The ‘Heritage Farm Collection’ debuted in the 2012 Seed Savers Exchange catalog and illustrates our efforts to move varieties from Seed Savers Exchange (SSE) seed vault to America’s dinner table.
The histories shared in the print catalog are a condensed summary of the full story. We have often collected a more complete history. We hope you enjoy this blog series in which we publish full portraits of the varieties we are introducing (or re-introducing) in 2016.
Dark green, oval-shaped leaves
Peppery but slightly sweet flavor with succulent texture
Quick to bolt in summer - best grown in the fall
SSE listed member Hans Hansen, of Peaceable Kingdom School in Texas, sent SSE this arugula in the mid-1990s. Peaceable Kingdom School received seeds for this variety from Ric (Enrico) Rao in 1992. Ric had been growing and saving seed from his family’s heirloom arugula since finding some seeds in his grandfather’s garden shed in 1983. The grandfather, Enrico Rao, grew the variety in his gardens, first in Brooklyn, NY, then in Valley Stream (Long Island), NY. Enrico grew this variety from some point soon after World War I until his death in 1983.
Ric shared the story of his grandfather and the arugula with SSE in 2013. Ric writes:
“My Grandfather, Enrico Rao, was born in a small town in Sicily named Ali Superiore [located] about 15 miles south of the city of Messina along the straits of Messina. He came to the US as a young boy, and in 1914, when WWI broke out, he was drafted into the army. He was fighting in Alsace Lorraine where he was wounded and sent to a hospital in Paris to recover. He was granted a leave and since it was a long journey back to the US, he went to visit his family still living in Sicily.
His father asked Enrico to bring back some arugula seeds from their hometown, since they probably couldn't get them in the U.S. at the time. He brought them back and then, after he was married, his father gave him some of the seeds to plant. Enrico planted them every year starting in [Brooklyn], then when they moved to Valley Stream on Long Island, he still grew them until his death in 1983. That's when I retrieved the seeds from his garden shed.”
Put it on the table!
This variety is ideal for fresh eating. The nutty and peppery taste of arugula is strong for a leafy green and provides a nice contrast to lettuce in a salad. Larger and older leaves should be warmed and even lightly wilted for the best flavor. You can sprinkle them on pizzas fresh from the oven or toss them with pasta and roasted tomatoes.

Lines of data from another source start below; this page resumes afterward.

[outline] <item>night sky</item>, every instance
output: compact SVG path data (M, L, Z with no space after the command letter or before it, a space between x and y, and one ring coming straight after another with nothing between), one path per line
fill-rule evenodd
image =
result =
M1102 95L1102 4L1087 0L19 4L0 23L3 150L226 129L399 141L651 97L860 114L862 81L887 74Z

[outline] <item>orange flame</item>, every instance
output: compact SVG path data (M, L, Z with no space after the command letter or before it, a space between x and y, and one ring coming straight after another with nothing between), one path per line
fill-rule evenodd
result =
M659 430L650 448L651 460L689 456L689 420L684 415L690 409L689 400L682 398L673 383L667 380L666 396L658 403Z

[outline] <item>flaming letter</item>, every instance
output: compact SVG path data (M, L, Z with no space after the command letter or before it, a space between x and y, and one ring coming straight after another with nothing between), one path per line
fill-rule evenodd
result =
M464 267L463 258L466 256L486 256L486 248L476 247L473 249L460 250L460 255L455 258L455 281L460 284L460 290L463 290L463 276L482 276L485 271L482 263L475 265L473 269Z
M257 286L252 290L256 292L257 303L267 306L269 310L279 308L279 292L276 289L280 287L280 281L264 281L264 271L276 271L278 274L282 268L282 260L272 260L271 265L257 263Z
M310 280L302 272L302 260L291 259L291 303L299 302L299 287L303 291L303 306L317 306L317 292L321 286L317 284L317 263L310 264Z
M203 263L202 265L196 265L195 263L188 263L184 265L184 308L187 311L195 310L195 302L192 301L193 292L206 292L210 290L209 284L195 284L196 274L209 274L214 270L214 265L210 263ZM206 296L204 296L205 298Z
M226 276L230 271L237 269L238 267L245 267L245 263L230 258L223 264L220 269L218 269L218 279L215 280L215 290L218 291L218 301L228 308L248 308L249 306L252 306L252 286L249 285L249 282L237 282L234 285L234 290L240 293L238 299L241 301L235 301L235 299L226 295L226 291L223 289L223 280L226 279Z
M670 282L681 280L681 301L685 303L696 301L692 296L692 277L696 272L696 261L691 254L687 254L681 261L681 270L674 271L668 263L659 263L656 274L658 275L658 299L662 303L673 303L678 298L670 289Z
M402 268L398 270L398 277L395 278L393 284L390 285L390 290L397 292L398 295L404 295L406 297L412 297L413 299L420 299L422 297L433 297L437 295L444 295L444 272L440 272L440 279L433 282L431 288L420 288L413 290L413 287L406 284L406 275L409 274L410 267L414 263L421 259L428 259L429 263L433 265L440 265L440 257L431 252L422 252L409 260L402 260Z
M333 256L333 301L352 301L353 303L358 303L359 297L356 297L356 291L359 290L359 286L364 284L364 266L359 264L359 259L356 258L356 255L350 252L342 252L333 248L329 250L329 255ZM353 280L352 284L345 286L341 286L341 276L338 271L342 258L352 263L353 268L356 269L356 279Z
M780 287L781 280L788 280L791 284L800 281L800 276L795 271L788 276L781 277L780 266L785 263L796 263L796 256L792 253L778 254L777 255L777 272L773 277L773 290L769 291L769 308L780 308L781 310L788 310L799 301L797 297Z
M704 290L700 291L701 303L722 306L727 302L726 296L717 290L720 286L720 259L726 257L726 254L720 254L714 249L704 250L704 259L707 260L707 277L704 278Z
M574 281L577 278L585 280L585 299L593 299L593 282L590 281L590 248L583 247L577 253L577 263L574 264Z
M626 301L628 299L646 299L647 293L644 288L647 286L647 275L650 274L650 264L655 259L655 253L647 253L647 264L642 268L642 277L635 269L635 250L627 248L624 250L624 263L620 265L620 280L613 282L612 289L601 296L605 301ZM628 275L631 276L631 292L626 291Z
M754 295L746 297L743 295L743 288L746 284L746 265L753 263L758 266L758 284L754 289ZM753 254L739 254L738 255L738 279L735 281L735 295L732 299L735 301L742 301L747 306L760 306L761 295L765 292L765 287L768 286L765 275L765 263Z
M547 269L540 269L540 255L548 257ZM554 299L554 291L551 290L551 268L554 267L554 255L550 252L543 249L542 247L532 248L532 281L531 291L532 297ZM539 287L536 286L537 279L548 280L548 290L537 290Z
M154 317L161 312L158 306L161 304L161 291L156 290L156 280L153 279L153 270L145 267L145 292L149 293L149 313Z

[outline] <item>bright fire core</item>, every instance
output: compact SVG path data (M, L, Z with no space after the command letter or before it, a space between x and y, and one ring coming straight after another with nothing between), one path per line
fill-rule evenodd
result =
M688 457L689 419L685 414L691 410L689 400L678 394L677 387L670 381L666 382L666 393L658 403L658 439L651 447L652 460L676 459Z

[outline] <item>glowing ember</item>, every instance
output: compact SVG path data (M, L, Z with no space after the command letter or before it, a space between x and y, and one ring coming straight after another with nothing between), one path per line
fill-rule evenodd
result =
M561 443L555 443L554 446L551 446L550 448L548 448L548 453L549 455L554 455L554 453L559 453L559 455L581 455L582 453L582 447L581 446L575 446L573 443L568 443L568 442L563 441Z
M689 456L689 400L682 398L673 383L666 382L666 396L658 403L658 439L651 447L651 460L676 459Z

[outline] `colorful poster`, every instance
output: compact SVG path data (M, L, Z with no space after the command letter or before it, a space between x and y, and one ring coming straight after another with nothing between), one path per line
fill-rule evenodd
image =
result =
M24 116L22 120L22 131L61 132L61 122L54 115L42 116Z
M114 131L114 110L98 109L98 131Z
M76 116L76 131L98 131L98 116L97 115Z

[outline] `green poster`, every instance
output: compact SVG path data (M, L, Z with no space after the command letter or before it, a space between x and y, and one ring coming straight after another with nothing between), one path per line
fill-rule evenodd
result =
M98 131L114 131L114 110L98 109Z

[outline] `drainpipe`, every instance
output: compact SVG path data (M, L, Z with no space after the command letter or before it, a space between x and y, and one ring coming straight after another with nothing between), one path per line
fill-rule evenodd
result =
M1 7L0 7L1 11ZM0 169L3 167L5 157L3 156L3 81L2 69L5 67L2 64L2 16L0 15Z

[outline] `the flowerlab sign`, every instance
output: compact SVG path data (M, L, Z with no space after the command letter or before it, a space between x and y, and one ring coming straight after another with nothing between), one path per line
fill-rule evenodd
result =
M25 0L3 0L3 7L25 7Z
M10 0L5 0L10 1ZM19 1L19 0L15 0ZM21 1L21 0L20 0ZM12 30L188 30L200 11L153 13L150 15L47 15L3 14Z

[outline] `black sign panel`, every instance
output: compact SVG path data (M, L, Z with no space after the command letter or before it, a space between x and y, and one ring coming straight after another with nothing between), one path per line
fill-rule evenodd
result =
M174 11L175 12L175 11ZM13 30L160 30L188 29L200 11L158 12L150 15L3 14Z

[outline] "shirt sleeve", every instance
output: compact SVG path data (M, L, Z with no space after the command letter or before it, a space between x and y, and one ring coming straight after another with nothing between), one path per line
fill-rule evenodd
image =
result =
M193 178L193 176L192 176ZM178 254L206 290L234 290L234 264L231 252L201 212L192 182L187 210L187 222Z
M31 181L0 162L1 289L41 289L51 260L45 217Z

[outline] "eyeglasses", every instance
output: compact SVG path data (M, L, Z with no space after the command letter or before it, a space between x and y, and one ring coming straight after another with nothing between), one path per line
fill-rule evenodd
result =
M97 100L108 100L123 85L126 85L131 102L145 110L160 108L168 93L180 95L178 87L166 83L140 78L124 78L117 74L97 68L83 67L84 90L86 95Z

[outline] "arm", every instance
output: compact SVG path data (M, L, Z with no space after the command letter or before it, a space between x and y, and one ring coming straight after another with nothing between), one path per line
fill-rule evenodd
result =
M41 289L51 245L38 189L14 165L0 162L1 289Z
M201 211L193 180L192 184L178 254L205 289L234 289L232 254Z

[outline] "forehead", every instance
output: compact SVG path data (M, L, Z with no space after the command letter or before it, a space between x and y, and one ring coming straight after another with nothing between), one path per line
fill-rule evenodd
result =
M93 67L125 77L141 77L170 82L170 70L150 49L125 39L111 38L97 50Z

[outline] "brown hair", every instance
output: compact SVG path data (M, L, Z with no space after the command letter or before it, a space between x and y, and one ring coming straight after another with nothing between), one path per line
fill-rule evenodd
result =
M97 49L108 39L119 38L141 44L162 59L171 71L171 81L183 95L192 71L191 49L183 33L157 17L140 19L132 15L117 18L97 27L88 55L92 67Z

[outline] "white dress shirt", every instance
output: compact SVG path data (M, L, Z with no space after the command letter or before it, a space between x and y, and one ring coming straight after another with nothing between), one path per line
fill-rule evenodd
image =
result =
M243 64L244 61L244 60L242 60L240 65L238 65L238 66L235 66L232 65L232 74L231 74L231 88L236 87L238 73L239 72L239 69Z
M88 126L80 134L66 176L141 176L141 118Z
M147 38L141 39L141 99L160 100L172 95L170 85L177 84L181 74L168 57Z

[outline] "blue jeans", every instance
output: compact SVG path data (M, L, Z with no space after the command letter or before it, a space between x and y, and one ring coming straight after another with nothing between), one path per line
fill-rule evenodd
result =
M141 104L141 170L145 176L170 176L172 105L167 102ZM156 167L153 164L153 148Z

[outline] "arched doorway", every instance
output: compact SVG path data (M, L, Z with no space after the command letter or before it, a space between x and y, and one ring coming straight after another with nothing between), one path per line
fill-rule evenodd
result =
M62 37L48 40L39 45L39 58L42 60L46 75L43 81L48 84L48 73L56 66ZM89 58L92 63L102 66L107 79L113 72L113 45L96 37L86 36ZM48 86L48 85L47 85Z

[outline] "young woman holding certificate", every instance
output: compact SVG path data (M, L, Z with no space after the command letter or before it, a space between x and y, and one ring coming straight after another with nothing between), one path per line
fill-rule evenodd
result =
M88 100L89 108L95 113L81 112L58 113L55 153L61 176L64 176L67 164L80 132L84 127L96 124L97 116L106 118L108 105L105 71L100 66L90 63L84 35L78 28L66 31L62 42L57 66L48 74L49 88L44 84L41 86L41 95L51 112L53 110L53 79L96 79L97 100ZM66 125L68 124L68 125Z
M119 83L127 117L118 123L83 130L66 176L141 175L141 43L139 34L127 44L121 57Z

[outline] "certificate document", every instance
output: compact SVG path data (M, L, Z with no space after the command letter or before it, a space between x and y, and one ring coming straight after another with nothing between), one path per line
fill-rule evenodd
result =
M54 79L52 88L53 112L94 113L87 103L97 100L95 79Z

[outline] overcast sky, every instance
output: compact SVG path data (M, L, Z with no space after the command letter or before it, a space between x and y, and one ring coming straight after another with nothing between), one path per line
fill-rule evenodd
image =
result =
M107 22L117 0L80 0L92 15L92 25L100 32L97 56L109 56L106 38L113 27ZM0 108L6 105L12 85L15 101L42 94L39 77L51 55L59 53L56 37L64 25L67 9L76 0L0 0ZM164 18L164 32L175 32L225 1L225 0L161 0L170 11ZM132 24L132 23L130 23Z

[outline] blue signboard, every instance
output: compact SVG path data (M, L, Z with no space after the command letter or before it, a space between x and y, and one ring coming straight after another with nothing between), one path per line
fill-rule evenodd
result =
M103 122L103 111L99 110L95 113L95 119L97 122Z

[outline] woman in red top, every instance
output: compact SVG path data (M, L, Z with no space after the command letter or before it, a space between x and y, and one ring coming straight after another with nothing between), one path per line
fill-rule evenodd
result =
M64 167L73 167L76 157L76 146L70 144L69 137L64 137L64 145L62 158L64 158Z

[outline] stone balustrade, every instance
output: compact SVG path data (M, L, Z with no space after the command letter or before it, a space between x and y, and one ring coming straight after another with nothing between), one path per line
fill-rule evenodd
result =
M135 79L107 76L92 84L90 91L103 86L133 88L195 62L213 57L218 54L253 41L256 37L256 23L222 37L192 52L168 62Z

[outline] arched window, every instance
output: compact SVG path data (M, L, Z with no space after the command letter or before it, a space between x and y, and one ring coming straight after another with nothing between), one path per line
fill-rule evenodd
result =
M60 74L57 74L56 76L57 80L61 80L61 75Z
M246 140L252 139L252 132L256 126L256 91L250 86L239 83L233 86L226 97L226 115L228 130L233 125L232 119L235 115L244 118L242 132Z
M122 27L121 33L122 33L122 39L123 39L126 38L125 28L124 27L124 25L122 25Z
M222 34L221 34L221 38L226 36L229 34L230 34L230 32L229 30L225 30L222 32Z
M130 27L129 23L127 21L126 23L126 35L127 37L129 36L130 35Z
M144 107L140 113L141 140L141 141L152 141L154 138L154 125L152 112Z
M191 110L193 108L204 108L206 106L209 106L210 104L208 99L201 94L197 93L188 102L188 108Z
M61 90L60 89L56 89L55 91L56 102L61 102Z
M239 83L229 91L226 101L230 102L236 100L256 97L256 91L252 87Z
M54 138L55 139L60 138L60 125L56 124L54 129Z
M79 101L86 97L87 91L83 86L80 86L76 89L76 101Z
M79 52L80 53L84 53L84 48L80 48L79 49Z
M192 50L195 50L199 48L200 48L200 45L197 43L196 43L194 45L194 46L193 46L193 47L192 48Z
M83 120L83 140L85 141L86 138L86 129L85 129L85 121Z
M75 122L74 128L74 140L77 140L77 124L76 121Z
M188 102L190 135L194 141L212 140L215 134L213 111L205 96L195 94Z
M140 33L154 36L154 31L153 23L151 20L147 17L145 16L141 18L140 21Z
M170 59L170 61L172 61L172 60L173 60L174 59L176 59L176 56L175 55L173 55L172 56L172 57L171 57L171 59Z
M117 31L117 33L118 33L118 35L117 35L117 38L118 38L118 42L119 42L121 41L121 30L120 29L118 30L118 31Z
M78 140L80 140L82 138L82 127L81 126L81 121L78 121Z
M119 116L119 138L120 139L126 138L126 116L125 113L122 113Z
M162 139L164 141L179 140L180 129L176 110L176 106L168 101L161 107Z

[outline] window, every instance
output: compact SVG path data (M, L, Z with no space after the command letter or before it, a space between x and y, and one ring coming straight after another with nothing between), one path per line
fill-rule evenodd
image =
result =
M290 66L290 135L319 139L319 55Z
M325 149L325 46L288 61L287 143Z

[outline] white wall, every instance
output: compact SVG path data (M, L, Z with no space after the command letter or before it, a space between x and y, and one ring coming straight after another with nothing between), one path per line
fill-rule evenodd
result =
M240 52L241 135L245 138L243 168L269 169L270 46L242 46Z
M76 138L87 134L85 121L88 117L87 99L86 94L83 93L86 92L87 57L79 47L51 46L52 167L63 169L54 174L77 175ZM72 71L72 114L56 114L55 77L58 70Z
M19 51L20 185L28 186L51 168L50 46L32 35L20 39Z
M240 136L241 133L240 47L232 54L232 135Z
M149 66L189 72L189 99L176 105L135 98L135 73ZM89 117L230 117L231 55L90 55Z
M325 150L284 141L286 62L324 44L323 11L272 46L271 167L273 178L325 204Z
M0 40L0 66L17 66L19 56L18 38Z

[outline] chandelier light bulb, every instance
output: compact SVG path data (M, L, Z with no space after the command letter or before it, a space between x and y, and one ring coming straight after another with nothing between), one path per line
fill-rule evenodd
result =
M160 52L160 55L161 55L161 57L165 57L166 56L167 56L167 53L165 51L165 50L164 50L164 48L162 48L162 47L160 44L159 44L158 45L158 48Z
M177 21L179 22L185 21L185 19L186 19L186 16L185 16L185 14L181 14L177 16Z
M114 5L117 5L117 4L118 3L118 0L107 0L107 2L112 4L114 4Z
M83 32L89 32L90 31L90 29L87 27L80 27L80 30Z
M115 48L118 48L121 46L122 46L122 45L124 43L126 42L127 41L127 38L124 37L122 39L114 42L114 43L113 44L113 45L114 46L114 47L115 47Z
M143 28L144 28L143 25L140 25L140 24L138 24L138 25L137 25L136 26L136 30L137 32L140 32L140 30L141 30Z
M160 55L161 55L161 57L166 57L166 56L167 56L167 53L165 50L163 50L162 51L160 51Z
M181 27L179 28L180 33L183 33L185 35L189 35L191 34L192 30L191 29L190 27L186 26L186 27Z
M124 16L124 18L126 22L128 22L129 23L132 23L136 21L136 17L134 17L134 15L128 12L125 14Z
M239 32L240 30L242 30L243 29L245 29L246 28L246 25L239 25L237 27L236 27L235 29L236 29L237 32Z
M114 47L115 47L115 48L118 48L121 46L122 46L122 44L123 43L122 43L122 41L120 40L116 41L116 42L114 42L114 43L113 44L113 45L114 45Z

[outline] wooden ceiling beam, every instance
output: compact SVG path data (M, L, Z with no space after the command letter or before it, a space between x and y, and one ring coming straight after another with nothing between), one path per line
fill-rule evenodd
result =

You can sow these seeds directly into the soil 1-2 weeks before your last frost date. If you sow a section or row every two or three weeks, you can get a continuous crop. These seeds can be broadcast evenly in sections of the garden to create a bed of tender leaves. Plant your seeds 1/8-1/4 in. deep. This is a "cut-and-come-again" plant so you can harvest leaves as they mature. Keep the leaves well watered and cool. This crop prefers to grow in cool seasons, so gardeners in Zones 8 and warmer should plant this vegetable in the fall. The shade from taller plants can help keep this vegetable cool in sunny gardens and warm climates.
The CORE Project
This project represents the efforts of our Preservation program to document our Collection through the Evaluation and the Collection Origins Research Effort (CORE).
The CORE project began in 2011. It is an effort to record the Collection’s cultural history by gathering, documenting, and sharing stewardship history. Our comprehensive Evaluation program began in 2010. Evaluation staff document Collection grow outs, including morphological traits, photographs, taste evaluation, and purity assessment. These programs converge to give us a rich portrait of individual varieties in our Collection.
When we identify varieties with both a compelling story and outstanding performance traits, they are ‘short listed’ for consideration in the ‘Heritage Farm Collection.’ Most ‘Heritage Farm Collection’ introductions are either family heirlooms or historic commercial varieties that faded from commerce.
Seed Savers Exchange is a non-profit organization located in Decorah, Iowa, with a mission to conserve and promote America's culturally diverse but endangered garden and food crop heritage for future generations by collecting, growing, and sharing heirloom seeds and plants.